De speler die gaat afwerken begint in de paint, klaar om snel naar verschillende posities te bewegen voor een schot of lay-up.
Uitvoering:
De passers geven de speler snel achter elkaar passes vanuit verschillende hoeken.
De speler ontvangt de bal, maakt snel een lay-up, een korte sprongschot of een floater, en beweegt direct naar de volgende positie om de volgende pass te ontvangen.
Na elke score pikt de speler direct de volgende pass op en herhaalt het afwerken, zonder pauze tussen de schoten.
Het doel is om in een hoog tempo te werken en zoveel mogelijk snelle afwerkingen te maken binnen een bepaalde tijdslimiet (bijvoorbeeld 30 seconden tot 1 minuut).
Focuspunten:
Timing en reactievermogen: Spelers moeten leren om de bal op het juiste moment te ontvangen en af te werken, wat hun reactievermogen en coördinatie versterkt.
Conditie: Door de intensiteit van de oefening verbetert het uithoudingsvermogen van de speler, wat hen helpt om ook in slopende wedstrijden onder druk te kunnen scoren.

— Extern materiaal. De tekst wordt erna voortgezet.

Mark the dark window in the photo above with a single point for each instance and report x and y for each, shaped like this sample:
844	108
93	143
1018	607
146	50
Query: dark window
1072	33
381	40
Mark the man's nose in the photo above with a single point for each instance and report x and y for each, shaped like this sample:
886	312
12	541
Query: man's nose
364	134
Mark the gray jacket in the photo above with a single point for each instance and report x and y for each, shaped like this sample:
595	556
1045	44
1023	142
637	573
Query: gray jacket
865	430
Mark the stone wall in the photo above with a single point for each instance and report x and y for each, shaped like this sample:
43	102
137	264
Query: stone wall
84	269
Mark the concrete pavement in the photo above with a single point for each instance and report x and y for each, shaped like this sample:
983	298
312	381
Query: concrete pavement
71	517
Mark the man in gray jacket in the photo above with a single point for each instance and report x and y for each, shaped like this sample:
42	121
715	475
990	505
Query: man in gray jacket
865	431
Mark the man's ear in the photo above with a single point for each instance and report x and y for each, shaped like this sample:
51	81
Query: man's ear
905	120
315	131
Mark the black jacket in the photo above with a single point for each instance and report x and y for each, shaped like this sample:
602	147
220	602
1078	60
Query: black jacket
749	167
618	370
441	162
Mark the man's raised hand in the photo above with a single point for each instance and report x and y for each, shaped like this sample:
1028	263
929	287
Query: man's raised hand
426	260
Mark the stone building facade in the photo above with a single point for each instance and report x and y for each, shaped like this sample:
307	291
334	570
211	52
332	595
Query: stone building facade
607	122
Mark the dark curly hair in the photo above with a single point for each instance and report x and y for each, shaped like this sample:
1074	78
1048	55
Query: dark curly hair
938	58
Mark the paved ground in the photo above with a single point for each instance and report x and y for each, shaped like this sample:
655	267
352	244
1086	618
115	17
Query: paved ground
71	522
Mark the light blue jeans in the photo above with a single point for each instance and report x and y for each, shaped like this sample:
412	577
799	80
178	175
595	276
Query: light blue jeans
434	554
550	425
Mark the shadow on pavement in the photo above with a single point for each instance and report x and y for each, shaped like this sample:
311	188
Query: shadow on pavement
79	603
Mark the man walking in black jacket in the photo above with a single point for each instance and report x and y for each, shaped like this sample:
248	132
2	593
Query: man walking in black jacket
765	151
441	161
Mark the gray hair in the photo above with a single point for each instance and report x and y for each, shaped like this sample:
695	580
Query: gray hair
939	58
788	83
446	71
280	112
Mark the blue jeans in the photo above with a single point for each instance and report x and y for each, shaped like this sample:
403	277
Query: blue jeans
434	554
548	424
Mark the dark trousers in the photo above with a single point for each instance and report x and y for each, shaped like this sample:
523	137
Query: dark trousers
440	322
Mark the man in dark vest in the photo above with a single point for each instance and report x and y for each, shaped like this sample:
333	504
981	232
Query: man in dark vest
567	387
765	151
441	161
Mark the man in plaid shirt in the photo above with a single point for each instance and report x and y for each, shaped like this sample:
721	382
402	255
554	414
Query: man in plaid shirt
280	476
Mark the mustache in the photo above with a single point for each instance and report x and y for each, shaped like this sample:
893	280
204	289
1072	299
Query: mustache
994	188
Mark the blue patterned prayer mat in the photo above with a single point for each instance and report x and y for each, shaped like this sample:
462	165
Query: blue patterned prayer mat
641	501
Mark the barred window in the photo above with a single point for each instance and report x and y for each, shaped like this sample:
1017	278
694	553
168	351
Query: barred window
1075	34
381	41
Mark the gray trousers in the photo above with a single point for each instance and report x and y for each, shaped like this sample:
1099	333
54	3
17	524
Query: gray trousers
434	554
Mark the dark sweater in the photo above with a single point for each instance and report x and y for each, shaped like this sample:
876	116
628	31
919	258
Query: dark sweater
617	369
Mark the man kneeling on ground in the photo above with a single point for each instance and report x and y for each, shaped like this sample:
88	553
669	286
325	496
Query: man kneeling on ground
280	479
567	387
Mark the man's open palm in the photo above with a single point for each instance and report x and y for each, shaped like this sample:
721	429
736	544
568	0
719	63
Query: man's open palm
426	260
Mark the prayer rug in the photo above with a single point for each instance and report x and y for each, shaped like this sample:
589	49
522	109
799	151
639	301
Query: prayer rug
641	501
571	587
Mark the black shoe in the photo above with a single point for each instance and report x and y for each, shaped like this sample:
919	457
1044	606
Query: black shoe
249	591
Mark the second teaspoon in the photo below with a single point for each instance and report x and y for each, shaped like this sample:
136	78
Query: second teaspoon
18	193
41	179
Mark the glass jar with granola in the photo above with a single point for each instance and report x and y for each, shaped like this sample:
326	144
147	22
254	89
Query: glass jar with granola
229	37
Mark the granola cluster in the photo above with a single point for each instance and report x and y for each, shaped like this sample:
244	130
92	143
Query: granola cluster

Afwerkingspercentage onder druk: Het snelle tempo en de variatie in passes helpen om hun precisie en controle te verbeteren, zelfs als ze vermoeid raken.
Variaties voor gevorderden:
Voeg een verdediger toe die lichte druk uitoefent, zodat de speler moet leren afwerken onder verdedigde omstandigheden.
Werk met een puntensysteem: stel een doel (bijvoorbeeld 10 gemaakte schoten in 1 minuut) om motivatie toe te voegen en competitie te stimuleren.
Pas de afstand van de passers aan, zodat spelers vanuit zowel dichtbij als veraf leren afwerken.